PHOENIX – GOP senators want to rewrite state law to define sex as only male and female and not “a person’s subjective sense of self,” a move they said will protect women and girls from “unwanted intrusions” by transgender women.
But opponents called the bill another “LGBTQ+ Erasure Act,” little more than an attempt “by people who want to erase LGBTQ+ people, particularly transgender and nonbinary folks, from public life.”
“SB 1628 would put federal funds for schools, domestic violence centers, and rape crisis centers at risk, and it would harm Arizonans simply trying to live their lives,” said Bridget Sharpe, Arizona director of the Human Rights Campaign, in a written statement.
Sharpe’s statement said the bill is part of a national push targeting transgender rights, a “well-funded, systematic effort to dismantle personal freedoms, roll back progress, and harass and intimidate communities into submission.”
But Sen. Sine Kerr, R-Buckeye, the lead sponsor of the “Arizona Women’s Bill of Rights,” said SB 1628 “affirms the simple truth that there are two sexes – male and female – and … helps protect women and girls from unwanted intrusions by males into intimate spaces.”
“Women’s and girls’ hard-won equality is threatened when males identifying as female are permitted to take women’s places,” she said. “Males should not be eligible for sports, scholarships or any other benefits that have been, for legitimate and important purposes, set aside specifically for women and girls.”
Kerr’s bill would define “sex-based terms” in state law, defining “male” as a person with a reproductive system that produces sperm and “female” as someone with a reproductive system that produces ova. It would replace the term “gender” with “sex” throughout state laws and policies.
According to the National Institutes of Health Office of Research on Women’s Health, sex is based on “anatomy, physiology, genetics, and hormones,” while a person’s gender is “self-identified,” encompassing “social and cultural expectations about status characteristics, and behavior.”
SB 1628 also allows the state to provide “a separate single-sex environment for a male or female” within athletics, locker rooms, bathrooms, living facilities, domestic violence shelters and sexual assault crisis centers.
Kerr was backed Tuesday by Paula Scanlan, a former University of Pennsylvania swimmer who spoke about having a transgender woman, Lia Thomas, as a teammate. Thomas won gold in the women’s 500-yard freestyle at the 2022 NCAA National Championship.
“This is not hypothetical, this is real,” Scanlan said at a news conference outside the state Capitol. “I know women who have lost roster spots and spots on the podium. I know of women with sexual trauma who are adversely impacted by having biological males in the locker room without their consent.”
Scanlan, who said she was sexually assaulted in 2016 before her time at UPenn, said having to share a locker room with a transgender woman can be particularly difficult for assault victims.
Kerr could not point to any transgender women competing in Arizona women’s sports, but turned to Scanlan, who said it is good to pass legislation “before it happens.”
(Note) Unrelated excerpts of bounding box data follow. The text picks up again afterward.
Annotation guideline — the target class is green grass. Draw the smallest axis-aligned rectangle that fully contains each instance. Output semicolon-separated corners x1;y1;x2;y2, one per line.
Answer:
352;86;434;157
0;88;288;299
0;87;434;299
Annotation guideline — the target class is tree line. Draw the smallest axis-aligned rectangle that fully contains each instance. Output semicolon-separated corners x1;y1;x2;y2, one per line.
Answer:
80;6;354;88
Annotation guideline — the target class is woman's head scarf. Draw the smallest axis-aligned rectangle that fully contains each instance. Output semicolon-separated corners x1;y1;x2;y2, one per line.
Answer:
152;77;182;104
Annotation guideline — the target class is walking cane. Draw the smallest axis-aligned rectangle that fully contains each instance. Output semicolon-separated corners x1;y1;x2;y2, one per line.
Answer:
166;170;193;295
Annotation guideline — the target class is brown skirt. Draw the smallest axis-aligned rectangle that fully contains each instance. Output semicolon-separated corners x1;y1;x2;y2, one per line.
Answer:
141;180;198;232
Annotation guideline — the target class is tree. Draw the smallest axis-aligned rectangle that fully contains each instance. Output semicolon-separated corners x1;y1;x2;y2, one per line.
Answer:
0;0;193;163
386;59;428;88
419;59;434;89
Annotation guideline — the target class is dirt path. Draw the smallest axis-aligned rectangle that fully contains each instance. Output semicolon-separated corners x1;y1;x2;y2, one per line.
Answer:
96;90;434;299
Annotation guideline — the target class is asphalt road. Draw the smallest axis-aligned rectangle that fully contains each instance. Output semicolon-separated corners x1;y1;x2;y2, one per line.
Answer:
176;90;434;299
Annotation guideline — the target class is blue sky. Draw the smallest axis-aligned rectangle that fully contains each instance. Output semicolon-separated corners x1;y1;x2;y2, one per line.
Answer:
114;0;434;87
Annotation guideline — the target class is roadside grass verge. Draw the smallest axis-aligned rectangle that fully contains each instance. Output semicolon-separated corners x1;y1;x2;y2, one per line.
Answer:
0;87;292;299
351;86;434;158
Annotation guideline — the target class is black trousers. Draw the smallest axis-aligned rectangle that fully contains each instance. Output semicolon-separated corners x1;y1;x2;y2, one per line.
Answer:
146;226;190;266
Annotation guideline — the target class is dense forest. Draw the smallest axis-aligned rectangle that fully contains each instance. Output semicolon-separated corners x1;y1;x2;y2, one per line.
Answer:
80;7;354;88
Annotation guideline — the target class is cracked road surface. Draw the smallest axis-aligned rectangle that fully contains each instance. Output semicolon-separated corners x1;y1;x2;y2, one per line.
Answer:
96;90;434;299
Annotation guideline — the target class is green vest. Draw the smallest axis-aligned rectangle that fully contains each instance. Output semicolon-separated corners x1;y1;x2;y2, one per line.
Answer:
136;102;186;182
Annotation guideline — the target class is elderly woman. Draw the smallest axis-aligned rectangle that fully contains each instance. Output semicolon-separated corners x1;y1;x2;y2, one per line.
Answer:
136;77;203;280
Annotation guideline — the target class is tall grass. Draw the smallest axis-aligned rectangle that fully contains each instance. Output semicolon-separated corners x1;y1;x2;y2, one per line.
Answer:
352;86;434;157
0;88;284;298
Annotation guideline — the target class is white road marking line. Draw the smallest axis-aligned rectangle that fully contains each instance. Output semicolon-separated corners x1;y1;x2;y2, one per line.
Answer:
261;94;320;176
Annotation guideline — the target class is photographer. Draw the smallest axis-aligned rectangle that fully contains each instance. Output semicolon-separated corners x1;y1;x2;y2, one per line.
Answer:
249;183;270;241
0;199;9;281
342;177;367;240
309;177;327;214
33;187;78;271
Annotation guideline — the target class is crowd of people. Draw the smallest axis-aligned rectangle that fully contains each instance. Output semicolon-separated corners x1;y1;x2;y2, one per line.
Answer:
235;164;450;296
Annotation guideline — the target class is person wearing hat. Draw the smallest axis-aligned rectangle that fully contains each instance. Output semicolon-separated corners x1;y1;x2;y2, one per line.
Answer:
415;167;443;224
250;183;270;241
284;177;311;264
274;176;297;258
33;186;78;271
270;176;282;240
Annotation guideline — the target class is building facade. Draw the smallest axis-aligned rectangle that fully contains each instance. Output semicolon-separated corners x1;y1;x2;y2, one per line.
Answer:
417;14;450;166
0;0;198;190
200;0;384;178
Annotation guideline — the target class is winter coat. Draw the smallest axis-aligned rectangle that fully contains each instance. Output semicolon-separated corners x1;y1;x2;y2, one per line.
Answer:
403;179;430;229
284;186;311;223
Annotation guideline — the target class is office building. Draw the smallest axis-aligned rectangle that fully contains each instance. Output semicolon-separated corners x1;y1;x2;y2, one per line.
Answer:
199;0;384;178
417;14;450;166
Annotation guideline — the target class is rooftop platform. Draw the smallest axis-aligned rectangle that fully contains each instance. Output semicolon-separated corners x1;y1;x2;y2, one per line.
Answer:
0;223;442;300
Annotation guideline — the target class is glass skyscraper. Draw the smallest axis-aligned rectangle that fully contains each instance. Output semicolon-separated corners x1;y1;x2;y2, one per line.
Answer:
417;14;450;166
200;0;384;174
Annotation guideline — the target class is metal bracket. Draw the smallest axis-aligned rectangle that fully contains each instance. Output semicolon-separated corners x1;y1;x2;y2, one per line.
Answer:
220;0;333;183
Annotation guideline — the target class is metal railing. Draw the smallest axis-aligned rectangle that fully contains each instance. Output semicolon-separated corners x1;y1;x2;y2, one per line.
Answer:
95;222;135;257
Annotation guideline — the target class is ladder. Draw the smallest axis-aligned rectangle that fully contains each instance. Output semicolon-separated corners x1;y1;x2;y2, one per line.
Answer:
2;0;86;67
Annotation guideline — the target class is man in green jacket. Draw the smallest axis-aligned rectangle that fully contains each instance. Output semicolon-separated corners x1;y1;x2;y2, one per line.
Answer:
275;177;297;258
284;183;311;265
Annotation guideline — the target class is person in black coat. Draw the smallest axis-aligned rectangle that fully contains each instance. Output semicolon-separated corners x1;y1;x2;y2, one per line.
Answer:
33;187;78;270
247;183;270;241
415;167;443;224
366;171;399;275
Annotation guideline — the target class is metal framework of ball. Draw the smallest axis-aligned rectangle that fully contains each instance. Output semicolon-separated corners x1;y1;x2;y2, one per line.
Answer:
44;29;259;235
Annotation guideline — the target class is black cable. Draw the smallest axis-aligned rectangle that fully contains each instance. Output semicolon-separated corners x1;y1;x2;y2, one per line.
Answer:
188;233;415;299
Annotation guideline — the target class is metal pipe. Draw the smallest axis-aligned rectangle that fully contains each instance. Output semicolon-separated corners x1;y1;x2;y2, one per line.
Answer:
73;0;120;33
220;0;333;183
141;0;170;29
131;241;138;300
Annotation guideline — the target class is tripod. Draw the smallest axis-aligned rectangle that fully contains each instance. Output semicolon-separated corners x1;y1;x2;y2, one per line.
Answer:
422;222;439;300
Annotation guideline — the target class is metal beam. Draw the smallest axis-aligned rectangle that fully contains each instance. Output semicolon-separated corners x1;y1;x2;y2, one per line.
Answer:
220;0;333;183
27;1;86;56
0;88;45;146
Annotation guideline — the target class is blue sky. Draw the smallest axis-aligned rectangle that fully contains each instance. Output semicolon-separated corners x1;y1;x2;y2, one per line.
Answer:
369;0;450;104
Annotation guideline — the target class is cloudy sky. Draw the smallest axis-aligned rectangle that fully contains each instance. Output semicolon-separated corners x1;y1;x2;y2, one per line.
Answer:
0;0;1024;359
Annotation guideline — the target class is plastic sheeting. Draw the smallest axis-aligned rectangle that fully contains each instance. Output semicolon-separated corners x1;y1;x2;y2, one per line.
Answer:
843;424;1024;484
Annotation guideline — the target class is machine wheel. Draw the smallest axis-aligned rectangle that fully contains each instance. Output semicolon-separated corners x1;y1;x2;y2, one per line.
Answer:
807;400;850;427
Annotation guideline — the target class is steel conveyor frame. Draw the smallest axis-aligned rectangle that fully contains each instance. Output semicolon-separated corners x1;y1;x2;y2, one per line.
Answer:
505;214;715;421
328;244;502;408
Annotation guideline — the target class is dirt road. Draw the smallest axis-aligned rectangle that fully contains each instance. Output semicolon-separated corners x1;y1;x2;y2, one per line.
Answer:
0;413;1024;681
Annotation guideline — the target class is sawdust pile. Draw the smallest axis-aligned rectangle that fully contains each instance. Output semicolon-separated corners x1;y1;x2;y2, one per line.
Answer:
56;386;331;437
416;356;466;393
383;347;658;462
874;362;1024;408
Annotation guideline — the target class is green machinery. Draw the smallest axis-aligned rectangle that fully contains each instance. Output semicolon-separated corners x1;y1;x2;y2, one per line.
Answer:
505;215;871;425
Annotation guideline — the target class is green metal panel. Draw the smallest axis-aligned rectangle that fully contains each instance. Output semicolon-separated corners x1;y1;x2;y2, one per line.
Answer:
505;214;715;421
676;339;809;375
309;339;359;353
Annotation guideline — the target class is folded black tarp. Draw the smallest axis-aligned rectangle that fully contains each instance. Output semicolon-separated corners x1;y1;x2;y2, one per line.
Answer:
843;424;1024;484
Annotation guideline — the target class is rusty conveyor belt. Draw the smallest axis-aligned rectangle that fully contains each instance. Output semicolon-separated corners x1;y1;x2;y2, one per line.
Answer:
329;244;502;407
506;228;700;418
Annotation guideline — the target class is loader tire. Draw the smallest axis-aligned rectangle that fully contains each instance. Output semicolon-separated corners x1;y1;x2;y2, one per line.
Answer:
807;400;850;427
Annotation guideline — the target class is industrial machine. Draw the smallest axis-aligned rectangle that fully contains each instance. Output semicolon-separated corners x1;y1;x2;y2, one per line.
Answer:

Passing a bill, however, does not mean it will become law. Democratic Gov. Katie Hobbs last year vetoed several bills that would have restricted transgender rights, and she has vowed to continue doing so.
When asked for comment on Kerr’s bill, a spokesperson for Hobbs said in an email Tuesday that the governor “has made clear her stance on legislation that harms transgender youth.” She attached Hobbs’ veto letter of a bill last year that would have prohibited school employees from using pronouns different from those assigned at a child’s birth, without parental consent.
“As politicians across the country continue to pass harmful legislation directed at transgender youth, I have a clear message to the people of Arizona: I will veto every bill that aims to attack and harm children,” Hobbs wrote then.
The issue is not new in Arizona. A federal judge in 2023 blocked state enforcement of a law that would have banned transgender women from competing in women’s sports.
Despite the courts and Hobbs’ veto-happy history, Kerr said she remains optimistic.
“I’m hopeful that we’ll have bipartisan support because of what it does and how it protects women and girls,” Kerr said. “I think that that’s a bipartisan issue that we can all wrap around.”
She said the bill does not change current law or create restrictions on anyone’s legal rights.
“This does not preclude anything with the trans community,” she said. “What this law does is that it clarifies the definitions, this is a definitional bill, and it clarifies the definitions already currently in state law.”
But Sharpe said the bill will be much more far-reaching that Kerr claims, preventing transgender people from asserting claims of sex discrimination or updating government documents to reflect their gender identity. She raised concerns about transgender people being forced to use bathrooms and stay in housing inconsistent with their gender identity.
“We don’t need to understand everything about each other to treat each other with dignity and respect, and this bill absolutely does the opposite,” Sharpe’s statement said.